Child Pornography Images Slip Past Filters in AI Training Dataset, Yomiuri Probe Reveals

The Yomiuri Shimbun

Images of child pornography were found among the vast amount of data that is used to train image generative AI and boost its precision, it has been learned. The materials include at least one from a photography book that was banned by the National Diet Library for “possibly being illegal child pornography.”

A number of other images of naked children were also found in the data, which were believed to have slipped into a dataset while being collected from the internet. There are filters to exclude such images during the process, but it is said to be impossible to catch them all.

Image generation AI is used to produce illustrations or photo-like images from texts. One of the most popular models, Stable Diffusion, uses a training dataset publicly available on the internet.

The Yomiuri Shimbun examined the dataset in December, and found data from the photo book published in 1993 that included a naked girl.

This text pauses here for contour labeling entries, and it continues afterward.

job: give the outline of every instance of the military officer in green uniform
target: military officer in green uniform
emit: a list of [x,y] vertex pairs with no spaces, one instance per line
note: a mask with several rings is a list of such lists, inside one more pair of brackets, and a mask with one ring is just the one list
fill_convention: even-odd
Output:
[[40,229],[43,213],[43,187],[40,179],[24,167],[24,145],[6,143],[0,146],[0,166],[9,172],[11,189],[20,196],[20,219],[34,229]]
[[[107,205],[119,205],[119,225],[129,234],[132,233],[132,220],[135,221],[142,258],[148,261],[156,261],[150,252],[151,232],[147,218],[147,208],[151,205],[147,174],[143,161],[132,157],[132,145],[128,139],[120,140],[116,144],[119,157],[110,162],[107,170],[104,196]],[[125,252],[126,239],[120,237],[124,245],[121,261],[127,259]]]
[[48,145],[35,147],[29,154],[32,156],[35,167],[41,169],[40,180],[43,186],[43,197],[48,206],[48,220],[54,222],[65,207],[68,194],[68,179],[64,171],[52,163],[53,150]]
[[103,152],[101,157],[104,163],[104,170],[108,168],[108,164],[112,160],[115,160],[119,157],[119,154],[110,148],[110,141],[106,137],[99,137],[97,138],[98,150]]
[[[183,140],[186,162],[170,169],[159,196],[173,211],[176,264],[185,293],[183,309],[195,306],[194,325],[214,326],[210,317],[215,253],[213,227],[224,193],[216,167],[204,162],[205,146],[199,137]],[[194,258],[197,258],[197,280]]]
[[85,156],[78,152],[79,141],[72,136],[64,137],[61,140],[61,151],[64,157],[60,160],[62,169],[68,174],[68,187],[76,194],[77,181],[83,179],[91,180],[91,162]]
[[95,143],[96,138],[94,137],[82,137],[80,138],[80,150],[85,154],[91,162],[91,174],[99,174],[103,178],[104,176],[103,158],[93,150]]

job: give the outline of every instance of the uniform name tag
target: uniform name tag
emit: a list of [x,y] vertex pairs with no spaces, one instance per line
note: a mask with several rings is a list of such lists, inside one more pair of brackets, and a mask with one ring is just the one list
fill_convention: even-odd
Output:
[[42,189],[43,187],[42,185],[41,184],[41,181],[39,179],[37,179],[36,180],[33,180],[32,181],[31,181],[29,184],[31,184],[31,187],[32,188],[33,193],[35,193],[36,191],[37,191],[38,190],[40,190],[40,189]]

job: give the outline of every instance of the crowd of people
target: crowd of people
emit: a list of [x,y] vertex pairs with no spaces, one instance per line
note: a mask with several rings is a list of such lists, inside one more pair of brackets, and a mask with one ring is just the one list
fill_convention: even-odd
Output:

Back then, there were no laws regulating the publication of such books. It was made illegal in 1999 with the enactment of a law covering child prostitution and child pornography, which prohibits the publication of sexual images of children under 18. In 2006, the National Diet Library banned access to the photo book on the grounds that it may constitute child pornography.

Along with the image in that book, the dataset contained a number of others of naked children.

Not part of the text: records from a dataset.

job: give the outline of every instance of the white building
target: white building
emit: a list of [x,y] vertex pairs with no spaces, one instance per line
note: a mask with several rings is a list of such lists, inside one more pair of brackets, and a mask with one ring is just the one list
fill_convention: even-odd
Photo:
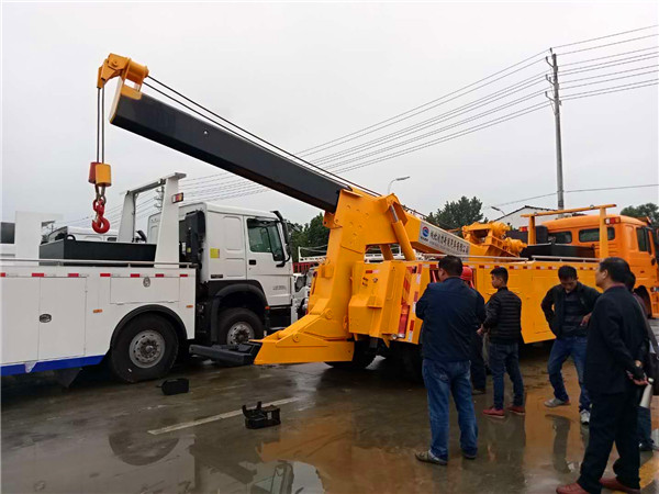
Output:
[[[528,226],[528,218],[522,217],[523,214],[539,213],[543,211],[551,211],[551,210],[547,209],[547,207],[536,207],[536,206],[524,205],[515,211],[511,211],[510,213],[504,214],[503,216],[498,217],[492,221],[505,223],[506,225],[510,225],[513,228],[520,228],[521,226]],[[538,216],[538,217],[536,217],[536,225],[539,225],[549,220],[556,220],[557,217],[558,217],[557,214],[551,214],[548,216]]]

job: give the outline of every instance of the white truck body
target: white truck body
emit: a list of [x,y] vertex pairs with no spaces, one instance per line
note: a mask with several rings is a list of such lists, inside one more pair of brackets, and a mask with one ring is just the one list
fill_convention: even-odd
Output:
[[[24,214],[31,227],[16,227],[24,242],[16,242],[13,257],[0,259],[2,375],[107,358],[124,381],[156,379],[189,343],[201,349],[242,344],[297,319],[281,216],[179,205],[183,177],[127,191],[118,242],[67,237],[40,247],[41,216]],[[148,242],[138,243],[136,197],[160,186],[163,210],[149,218]],[[105,257],[75,258],[67,248]]]
[[2,375],[99,363],[122,321],[146,306],[194,336],[194,269],[20,265],[0,262]]

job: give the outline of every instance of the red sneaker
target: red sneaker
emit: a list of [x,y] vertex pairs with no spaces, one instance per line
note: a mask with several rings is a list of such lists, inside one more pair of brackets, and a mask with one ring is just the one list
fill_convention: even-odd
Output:
[[556,492],[558,494],[588,494],[588,491],[584,491],[581,485],[577,482],[573,484],[561,485],[560,487],[556,487]]
[[602,487],[610,489],[612,491],[622,491],[628,494],[640,494],[640,489],[627,487],[615,476],[602,478],[600,479],[600,484],[602,484]]
[[495,418],[503,418],[505,417],[505,414],[503,413],[502,408],[494,408],[493,406],[490,408],[485,408],[483,409],[483,414],[490,416],[490,417],[495,417]]

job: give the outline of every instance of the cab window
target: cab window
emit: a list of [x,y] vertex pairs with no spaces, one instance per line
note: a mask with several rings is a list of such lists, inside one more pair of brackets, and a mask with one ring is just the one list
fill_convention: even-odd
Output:
[[[615,229],[612,226],[606,228],[606,238],[613,240],[615,238]],[[600,242],[600,228],[588,228],[579,231],[579,242]]]
[[554,244],[571,244],[572,232],[552,232],[549,234],[549,242]]
[[636,228],[636,238],[638,239],[638,250],[641,252],[649,252],[650,243],[645,228]]
[[276,261],[282,261],[283,247],[277,222],[249,218],[247,220],[249,250],[253,252],[270,252]]

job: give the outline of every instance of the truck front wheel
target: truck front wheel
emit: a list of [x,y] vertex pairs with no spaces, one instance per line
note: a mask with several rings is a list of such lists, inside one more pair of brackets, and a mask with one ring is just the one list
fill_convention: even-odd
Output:
[[121,329],[110,351],[110,368],[125,382],[163,378],[176,360],[178,346],[169,321],[157,314],[138,315]]

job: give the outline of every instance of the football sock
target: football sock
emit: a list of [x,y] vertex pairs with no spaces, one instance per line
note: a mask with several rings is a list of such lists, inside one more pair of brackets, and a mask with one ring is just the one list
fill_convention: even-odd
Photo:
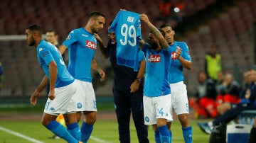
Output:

According to Stability AI Ltd, the British startup that developed Stable Diffusion, the dataset used to train its product was provided by a German nonprofit organization that mechanically collected about 5.8 billion images off the internet. That appears to be how explicit materials, including the one from the photo book, made their way into the dataset.

The dataset has a filter to exclude illegal images during use, and Stability AI said it is using this function. However, in February, a company affiliated with Stability AI revealed that it found explicit child images that could not be filtered out.

In December, Stanford University’s Cyber Policy Center announced that it identified 3,226 images in the dataset that it suspected of being what it terms “Child Sexual Abuse Materials,” stating that the presence of such materials likely exerts “influence” on the output of the model.

Stability AI did not respond to inquiries about the possible failure to filter out illegal images.

“It is difficult to completely eliminate illegal images with the current technology,” said Atsuo Kishimoto, director of the Osaka University Research Center on Ethical, Legal and Social Issues. “If child pornography is included in the machine training data, it could be regarded as an infringement of the victim’s human rights.”

Kishimoto added any company developing AI has a social responsibility to implement countermeasures and explain what kind of data is used for the machine learning.